The FinOps Foundation isn’t just another industry group—it’s where the cost optimization playbook gets written. With 93% of the Fortune 100 participating and more than 60,000 trained practitioners, what comes out of these Summits sets the tone for how companies worldwide manage cloud and AI spend.

The September summit put a stake in the ground: FinOps for AI is no longer about how much you’re spending but about proving value. Hand in hand, a recurring theme was restraint: knowing when not to use AI. Many of the biggest cost failures come from misapplied or mismatched use cases—projects where a rules engine, classical NLP, or even a basic API would deliver the outcome faster and cheaper.

We analyzed the Summit closely and pulled out the top 8 key takeaways that matter the most.
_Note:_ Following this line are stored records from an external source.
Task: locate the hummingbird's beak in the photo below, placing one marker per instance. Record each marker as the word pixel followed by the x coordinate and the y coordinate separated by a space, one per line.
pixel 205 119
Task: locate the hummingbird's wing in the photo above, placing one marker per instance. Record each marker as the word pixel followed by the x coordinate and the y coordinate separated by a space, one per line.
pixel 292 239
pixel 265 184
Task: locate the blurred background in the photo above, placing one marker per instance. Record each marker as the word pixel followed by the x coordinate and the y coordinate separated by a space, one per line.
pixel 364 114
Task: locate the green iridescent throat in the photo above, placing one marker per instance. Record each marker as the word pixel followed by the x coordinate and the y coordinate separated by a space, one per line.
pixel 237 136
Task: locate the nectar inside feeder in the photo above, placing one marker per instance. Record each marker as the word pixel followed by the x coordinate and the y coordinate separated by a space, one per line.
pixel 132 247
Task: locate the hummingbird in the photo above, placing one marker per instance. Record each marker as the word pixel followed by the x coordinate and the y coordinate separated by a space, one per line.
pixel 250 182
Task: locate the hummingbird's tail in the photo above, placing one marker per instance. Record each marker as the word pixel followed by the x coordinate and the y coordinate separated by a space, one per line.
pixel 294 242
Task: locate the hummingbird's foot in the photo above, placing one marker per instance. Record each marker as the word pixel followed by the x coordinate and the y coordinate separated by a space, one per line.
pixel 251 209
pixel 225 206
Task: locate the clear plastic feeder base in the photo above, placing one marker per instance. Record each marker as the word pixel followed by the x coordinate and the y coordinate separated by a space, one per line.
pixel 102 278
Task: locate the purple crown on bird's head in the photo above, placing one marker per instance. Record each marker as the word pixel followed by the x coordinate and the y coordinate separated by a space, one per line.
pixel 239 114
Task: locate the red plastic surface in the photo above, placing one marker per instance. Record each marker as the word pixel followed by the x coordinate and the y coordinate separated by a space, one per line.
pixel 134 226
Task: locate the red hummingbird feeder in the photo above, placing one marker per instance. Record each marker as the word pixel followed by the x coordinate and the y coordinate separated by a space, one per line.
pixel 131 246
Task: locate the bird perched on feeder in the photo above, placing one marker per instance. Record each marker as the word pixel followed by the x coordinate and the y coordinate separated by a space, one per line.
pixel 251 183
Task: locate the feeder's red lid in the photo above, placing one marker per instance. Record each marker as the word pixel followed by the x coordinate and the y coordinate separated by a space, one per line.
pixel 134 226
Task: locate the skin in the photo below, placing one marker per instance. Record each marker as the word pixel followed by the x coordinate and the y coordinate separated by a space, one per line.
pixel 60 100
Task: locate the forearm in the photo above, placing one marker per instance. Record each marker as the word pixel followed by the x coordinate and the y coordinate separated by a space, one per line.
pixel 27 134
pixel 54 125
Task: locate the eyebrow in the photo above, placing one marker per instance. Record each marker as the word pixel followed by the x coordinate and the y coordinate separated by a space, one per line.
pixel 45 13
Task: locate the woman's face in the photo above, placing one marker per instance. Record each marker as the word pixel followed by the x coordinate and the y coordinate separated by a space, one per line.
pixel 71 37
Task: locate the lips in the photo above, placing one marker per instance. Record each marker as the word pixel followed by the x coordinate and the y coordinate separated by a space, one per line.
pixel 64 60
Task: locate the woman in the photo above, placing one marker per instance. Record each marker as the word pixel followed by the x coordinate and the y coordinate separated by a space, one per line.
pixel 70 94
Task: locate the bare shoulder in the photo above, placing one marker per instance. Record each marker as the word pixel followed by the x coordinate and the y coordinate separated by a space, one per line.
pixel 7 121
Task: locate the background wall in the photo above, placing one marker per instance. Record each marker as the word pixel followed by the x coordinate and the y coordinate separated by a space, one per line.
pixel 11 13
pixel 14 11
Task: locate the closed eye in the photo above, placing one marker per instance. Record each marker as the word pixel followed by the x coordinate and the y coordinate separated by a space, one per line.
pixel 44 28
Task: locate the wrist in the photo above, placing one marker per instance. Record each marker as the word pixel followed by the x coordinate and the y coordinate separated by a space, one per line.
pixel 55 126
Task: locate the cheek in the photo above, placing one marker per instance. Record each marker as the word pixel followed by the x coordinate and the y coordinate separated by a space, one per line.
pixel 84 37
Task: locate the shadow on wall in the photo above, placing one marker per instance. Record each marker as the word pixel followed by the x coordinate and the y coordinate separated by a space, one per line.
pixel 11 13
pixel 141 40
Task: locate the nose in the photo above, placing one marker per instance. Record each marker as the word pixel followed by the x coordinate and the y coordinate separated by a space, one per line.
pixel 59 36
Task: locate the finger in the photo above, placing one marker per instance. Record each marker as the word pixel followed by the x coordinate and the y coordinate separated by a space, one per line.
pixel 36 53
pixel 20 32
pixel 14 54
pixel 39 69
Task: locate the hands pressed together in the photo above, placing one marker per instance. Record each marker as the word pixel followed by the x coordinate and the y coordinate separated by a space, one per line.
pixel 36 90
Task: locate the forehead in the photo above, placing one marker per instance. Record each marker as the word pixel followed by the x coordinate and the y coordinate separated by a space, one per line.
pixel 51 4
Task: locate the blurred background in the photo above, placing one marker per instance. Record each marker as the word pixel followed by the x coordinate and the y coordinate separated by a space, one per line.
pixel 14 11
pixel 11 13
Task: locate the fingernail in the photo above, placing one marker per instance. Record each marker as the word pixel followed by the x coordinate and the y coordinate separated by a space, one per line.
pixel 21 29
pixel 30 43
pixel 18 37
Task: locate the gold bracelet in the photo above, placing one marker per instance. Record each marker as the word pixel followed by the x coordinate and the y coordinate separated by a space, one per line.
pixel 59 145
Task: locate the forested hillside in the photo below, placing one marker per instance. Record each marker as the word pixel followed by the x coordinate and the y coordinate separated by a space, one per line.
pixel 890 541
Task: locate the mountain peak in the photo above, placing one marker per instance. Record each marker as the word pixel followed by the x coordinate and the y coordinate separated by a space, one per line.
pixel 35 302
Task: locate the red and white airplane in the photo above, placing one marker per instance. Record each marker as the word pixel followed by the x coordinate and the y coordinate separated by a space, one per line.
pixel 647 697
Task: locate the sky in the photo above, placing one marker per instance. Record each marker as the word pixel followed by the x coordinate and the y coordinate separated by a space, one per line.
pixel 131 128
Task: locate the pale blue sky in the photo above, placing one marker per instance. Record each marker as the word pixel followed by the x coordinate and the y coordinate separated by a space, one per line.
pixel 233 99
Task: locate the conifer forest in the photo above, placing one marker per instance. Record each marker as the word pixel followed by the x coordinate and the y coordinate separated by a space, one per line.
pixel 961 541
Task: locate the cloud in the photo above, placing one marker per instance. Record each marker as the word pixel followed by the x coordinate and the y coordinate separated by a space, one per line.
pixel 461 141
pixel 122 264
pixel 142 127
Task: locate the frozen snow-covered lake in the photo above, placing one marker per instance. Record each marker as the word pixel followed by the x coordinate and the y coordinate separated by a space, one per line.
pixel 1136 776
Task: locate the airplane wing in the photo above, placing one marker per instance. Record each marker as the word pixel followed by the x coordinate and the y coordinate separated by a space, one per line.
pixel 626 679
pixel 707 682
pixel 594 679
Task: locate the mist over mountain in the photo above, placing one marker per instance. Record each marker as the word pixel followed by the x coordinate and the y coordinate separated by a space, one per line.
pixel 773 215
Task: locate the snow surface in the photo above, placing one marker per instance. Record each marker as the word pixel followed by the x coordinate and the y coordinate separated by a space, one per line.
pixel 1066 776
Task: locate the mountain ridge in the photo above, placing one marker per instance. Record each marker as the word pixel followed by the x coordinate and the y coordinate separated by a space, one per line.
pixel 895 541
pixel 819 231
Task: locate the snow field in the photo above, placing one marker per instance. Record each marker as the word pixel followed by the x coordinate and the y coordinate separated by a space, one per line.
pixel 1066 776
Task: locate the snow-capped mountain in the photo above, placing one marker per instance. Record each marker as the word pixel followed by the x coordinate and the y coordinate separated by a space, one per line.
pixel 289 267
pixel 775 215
1. Value > Spend: make AI value measurable

When attendees were live polled by Rob Martin about what’s hardest about managing AI in FinOps, the top answer wasn’t high AI costs or how to allocate them — it was proving value (38%). 

Leaders don’t just want to know the bill—they want to know what the business is getting back. That means you need to define outcomes before you start: revenue growth, hours of work saved, lower risk exposure. For example, if you’re testing an AI agent to replace part of a customer success team, you’d set the bar up front: “Reduce ticket-handling time by 40% within 90 days, while keeping CSAT steady.” Pair that with costs from the start so you’re measuring both sides of the equation.

This matters because it ends the hand-wavy debates like “AI is too expensive.” Instead, you can show whether a feature actually pays for itself or not — this is key for roadmap conversations, financial forecasting, and “failing fast” before costs spiral.

2. Use a repeatable, cross-functional AI review process

One of the biggest pitfalls in AI right now is teams spinning up ad hoc proofs of concept in isolation. They start with good intent, but without shared goals or cost checks, those projects often burn money, duplicate effort, or never connect back to business value. 

The recommendation from the Summit was to replace that chaos with a lightweight, recurring review that brings Product, Engineering, and Finance together. Keep it simple: a short intake and a consistent bar for “go/no go” and a quick discussion about costs and outcomes before anyone dives in.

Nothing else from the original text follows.